Dzień szósty

Pierwszego lipca 1943 roku  pociąg osobowy wiozący  grupę  704 polskich uchodźców zatrzymał sie na stacji kolejowej Leon .  Na peronie, odświętnie udekorowanym kwiatami i flagami Polski i Meksyku,  przybyszów oczekiwała oficjalna delegacja władz miasta na czele z burmistrzem. Orkiestra odegrała hymny narodowe obu krajów.  Osłupiali Polacy płakali ze wzruszenia,  słysząc znajome dźwięki Mazurka Dąbrowskiego w egzotycznym wykonaniu miejscowych muzyków. Zgromadzone na peronie kobiety,  podbiegły do przybyszów i  czule ich obejmowały, wykrzykując coś z entuzjazmem w niezrozumiałym  dla nich języku.

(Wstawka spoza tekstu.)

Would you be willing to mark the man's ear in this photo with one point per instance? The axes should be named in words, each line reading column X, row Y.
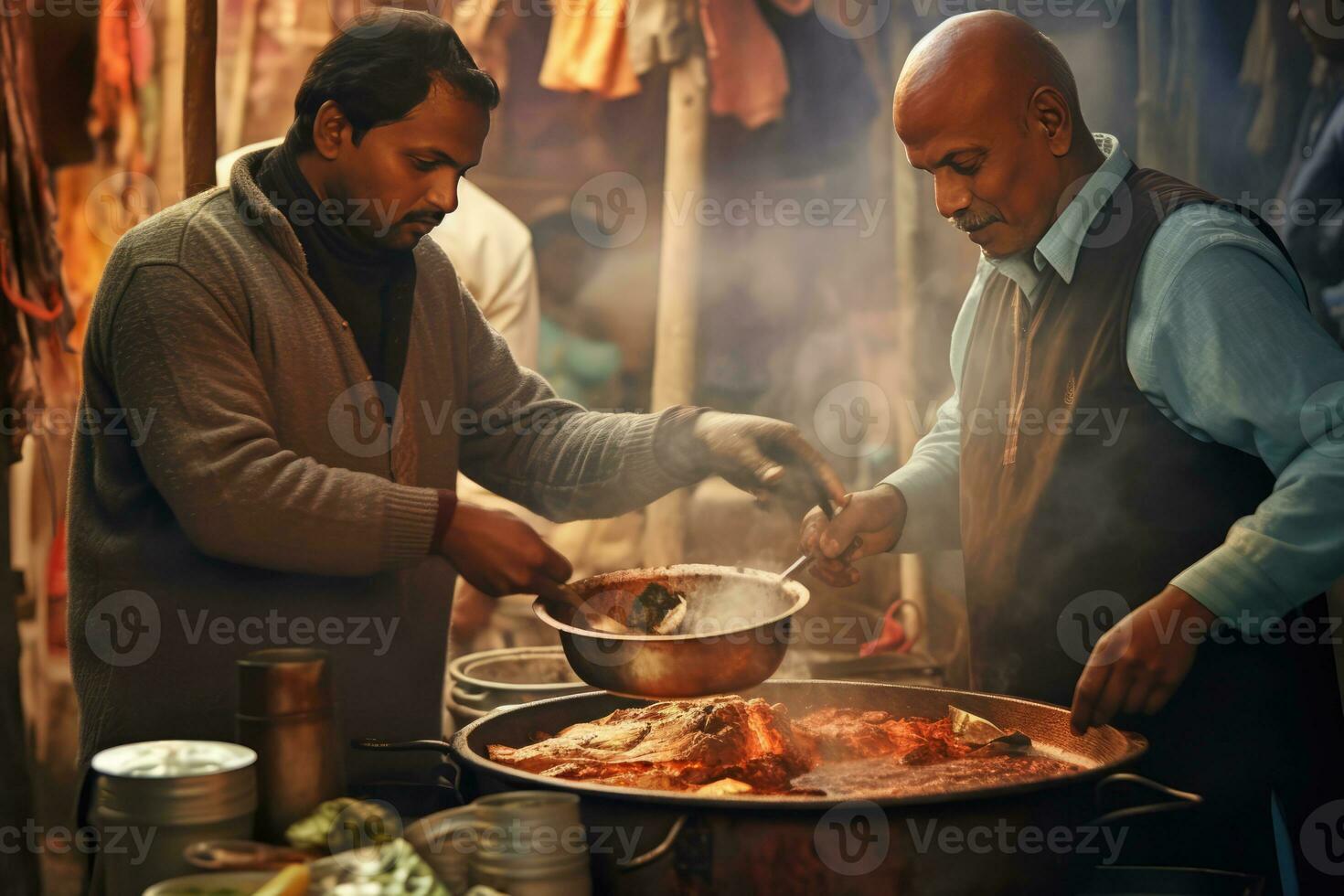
column 331, row 129
column 1050, row 113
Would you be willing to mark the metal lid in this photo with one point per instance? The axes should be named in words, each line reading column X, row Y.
column 176, row 782
column 283, row 681
column 172, row 759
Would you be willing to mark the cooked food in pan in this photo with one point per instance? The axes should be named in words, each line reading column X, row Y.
column 729, row 746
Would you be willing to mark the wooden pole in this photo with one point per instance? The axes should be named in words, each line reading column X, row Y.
column 197, row 97
column 242, row 76
column 1152, row 80
column 912, row 240
column 679, row 274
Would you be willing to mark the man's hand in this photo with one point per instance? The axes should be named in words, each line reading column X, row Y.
column 754, row 454
column 499, row 554
column 875, row 516
column 1137, row 666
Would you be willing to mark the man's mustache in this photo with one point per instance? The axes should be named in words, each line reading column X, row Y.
column 426, row 218
column 971, row 222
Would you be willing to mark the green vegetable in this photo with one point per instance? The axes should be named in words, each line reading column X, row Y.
column 345, row 824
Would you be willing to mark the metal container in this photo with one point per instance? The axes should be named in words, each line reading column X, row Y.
column 491, row 678
column 812, row 844
column 285, row 712
column 734, row 635
column 522, row 842
column 156, row 798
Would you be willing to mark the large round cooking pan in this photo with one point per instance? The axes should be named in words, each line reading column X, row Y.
column 686, row 842
column 735, row 633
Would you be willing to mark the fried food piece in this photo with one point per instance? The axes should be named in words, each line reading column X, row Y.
column 677, row 744
column 863, row 733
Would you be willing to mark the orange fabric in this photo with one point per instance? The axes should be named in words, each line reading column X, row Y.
column 588, row 51
column 748, row 78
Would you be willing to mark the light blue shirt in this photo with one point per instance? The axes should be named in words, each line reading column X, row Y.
column 1221, row 341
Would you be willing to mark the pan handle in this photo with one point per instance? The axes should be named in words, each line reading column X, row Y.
column 657, row 852
column 1175, row 799
column 426, row 744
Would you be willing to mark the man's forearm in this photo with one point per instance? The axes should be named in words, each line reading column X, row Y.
column 930, row 484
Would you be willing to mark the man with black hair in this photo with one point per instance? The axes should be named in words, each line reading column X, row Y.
column 304, row 378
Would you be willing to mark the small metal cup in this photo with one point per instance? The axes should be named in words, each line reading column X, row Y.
column 286, row 713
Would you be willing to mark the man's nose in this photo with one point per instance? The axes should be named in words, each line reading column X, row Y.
column 443, row 195
column 951, row 195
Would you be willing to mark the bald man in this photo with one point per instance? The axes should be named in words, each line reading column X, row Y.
column 1135, row 446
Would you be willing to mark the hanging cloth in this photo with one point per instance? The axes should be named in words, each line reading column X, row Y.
column 748, row 76
column 586, row 50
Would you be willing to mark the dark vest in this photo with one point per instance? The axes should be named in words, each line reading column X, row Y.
column 1080, row 501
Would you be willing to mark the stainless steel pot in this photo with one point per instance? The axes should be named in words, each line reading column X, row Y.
column 735, row 633
column 491, row 678
column 914, row 845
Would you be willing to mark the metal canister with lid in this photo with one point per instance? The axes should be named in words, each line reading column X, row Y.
column 157, row 797
column 286, row 713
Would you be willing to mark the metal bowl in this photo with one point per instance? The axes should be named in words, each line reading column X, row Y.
column 735, row 632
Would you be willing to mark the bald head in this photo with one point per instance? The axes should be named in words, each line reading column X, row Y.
column 989, row 106
column 986, row 60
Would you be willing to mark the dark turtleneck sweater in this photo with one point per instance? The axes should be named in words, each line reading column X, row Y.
column 371, row 288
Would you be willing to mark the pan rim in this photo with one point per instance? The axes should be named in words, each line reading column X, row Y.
column 688, row 801
column 791, row 587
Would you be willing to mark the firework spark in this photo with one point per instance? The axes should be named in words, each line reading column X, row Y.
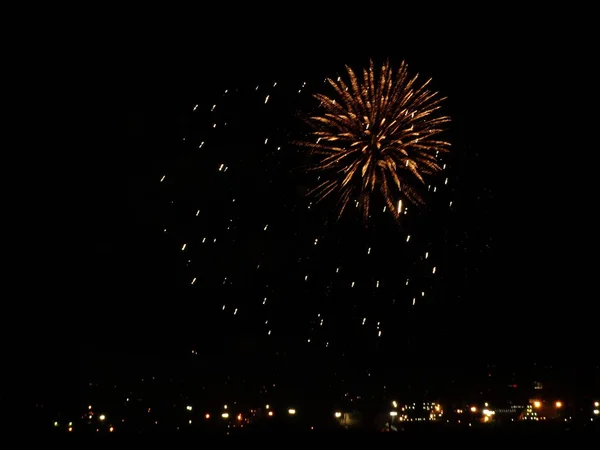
column 381, row 133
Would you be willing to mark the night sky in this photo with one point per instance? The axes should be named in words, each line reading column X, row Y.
column 125, row 285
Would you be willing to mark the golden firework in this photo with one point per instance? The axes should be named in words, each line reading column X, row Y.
column 379, row 133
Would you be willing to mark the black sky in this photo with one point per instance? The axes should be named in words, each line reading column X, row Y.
column 130, row 100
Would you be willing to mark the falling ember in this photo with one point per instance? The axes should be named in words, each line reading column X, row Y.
column 382, row 136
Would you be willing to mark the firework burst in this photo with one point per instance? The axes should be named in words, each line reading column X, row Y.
column 378, row 134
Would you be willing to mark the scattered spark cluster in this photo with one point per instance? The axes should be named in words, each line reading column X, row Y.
column 378, row 135
column 256, row 249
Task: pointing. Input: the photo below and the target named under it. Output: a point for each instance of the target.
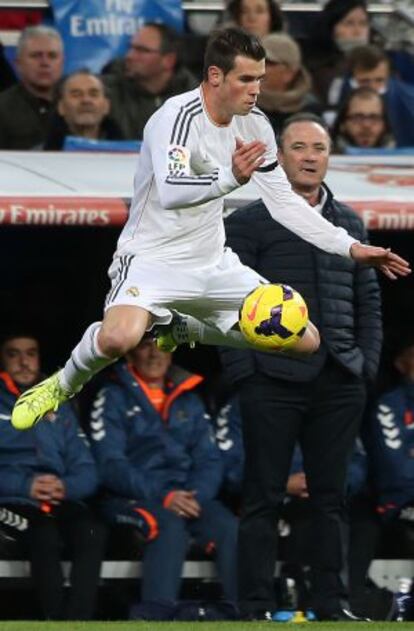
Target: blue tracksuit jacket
(144, 456)
(57, 447)
(390, 442)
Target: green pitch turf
(29, 625)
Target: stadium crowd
(153, 456)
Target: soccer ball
(273, 316)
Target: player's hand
(247, 157)
(388, 262)
(43, 486)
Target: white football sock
(85, 361)
(204, 334)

W taki niesamowity sposób mieszkańcy Leon przywitali polskich tułaczy z Rosji. Dziś rano, na stacji kolejowej, która od tamtego czasu prawie wcale się nie zmieniła, spotkaliśmy się z panią Aleksandrą Grzybowicz, Walentyną Gyciuk i Franciszką Pater, które wyszły za mąż za Meksykanów i osiadły na stałe w Leon. Na stację Polki przyjechały w towarzystwie swoich dzieci, wnuków i prawnuków, które są trzecim i czwartym pokoleniem Polaków z Santa Rosa.

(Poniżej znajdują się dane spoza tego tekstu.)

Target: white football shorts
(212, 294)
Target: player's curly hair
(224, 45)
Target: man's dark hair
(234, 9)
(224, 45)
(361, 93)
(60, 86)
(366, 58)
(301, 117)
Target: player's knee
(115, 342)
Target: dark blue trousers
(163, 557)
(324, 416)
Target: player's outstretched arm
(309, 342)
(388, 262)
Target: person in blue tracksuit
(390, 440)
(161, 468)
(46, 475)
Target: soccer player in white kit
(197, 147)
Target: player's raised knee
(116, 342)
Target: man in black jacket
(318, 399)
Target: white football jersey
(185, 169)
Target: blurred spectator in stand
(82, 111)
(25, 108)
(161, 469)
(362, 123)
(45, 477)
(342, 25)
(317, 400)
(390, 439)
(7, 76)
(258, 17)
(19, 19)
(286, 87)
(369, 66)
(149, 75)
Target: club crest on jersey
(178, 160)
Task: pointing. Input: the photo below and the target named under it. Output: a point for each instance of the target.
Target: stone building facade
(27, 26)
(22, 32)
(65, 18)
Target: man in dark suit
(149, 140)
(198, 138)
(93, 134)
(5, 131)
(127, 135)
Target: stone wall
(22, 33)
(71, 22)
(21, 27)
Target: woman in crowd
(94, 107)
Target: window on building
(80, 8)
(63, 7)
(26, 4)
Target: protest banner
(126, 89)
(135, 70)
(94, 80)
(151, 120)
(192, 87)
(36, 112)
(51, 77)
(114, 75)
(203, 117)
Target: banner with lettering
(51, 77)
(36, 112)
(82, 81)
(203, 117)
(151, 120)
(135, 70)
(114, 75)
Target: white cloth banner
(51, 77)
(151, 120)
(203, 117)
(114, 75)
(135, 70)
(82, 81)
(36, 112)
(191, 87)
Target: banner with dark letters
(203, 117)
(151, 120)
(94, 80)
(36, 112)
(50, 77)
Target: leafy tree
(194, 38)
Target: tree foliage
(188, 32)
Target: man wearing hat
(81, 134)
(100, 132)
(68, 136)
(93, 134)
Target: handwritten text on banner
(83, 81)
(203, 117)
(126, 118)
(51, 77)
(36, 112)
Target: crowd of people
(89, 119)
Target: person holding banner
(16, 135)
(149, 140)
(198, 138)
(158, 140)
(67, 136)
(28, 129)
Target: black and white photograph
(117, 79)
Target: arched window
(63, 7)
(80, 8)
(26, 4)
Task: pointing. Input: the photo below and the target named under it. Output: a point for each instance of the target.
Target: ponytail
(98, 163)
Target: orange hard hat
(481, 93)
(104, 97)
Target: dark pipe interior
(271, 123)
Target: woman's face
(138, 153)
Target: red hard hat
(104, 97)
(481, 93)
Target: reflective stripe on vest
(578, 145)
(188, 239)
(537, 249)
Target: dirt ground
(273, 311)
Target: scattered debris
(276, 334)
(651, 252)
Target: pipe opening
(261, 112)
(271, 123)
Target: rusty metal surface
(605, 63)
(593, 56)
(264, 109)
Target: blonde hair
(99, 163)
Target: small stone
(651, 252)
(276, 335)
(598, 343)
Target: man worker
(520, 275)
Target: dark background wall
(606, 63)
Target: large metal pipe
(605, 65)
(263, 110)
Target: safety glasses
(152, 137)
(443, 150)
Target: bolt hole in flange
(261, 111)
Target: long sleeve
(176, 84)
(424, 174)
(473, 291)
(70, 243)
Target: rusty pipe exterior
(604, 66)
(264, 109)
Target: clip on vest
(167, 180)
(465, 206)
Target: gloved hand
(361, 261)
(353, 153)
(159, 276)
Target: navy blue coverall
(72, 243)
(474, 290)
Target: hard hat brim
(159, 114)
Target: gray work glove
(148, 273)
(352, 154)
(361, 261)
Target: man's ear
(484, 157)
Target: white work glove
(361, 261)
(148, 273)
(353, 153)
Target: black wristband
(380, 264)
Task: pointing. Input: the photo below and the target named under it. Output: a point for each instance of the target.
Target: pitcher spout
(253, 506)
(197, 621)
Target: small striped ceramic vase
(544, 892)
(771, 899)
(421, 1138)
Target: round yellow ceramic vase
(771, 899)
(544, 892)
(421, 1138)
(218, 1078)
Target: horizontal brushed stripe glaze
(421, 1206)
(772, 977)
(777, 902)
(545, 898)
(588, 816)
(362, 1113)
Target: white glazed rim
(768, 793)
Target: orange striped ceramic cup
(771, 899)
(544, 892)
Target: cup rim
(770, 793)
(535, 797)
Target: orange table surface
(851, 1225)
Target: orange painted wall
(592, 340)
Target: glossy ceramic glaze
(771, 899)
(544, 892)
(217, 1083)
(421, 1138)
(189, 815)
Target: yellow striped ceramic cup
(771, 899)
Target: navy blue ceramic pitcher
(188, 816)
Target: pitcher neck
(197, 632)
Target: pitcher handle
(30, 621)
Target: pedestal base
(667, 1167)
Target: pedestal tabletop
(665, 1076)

Wczesnym popołudniem pojechaliśmy do domu córki pani Frani, gdzie w ogrodzie mieliśmy okazję usłyszeć ich wspomnienia z pobytu w Santa Rosa. Na jednym ze zdjęć pani Walentyna rozpoznała Marię Jakubowską, która była nianią mojego taty. Pani Frania w swoim albumie miała zdjęcie z pogrzebu Polaka z Santa Rosy, ale nie wiemy czy był to pogrzeb mojego dziadka

Panie zaoferowały nam pomoc w poszukiwaniach grobu Józefa Wiercińskiego  i zasugerowały wizytę na cmentarzu San Nicolas i w katakumbach Temlo Expiatorio, gdzie chowano Polaków, oraz w miejskim archiwum.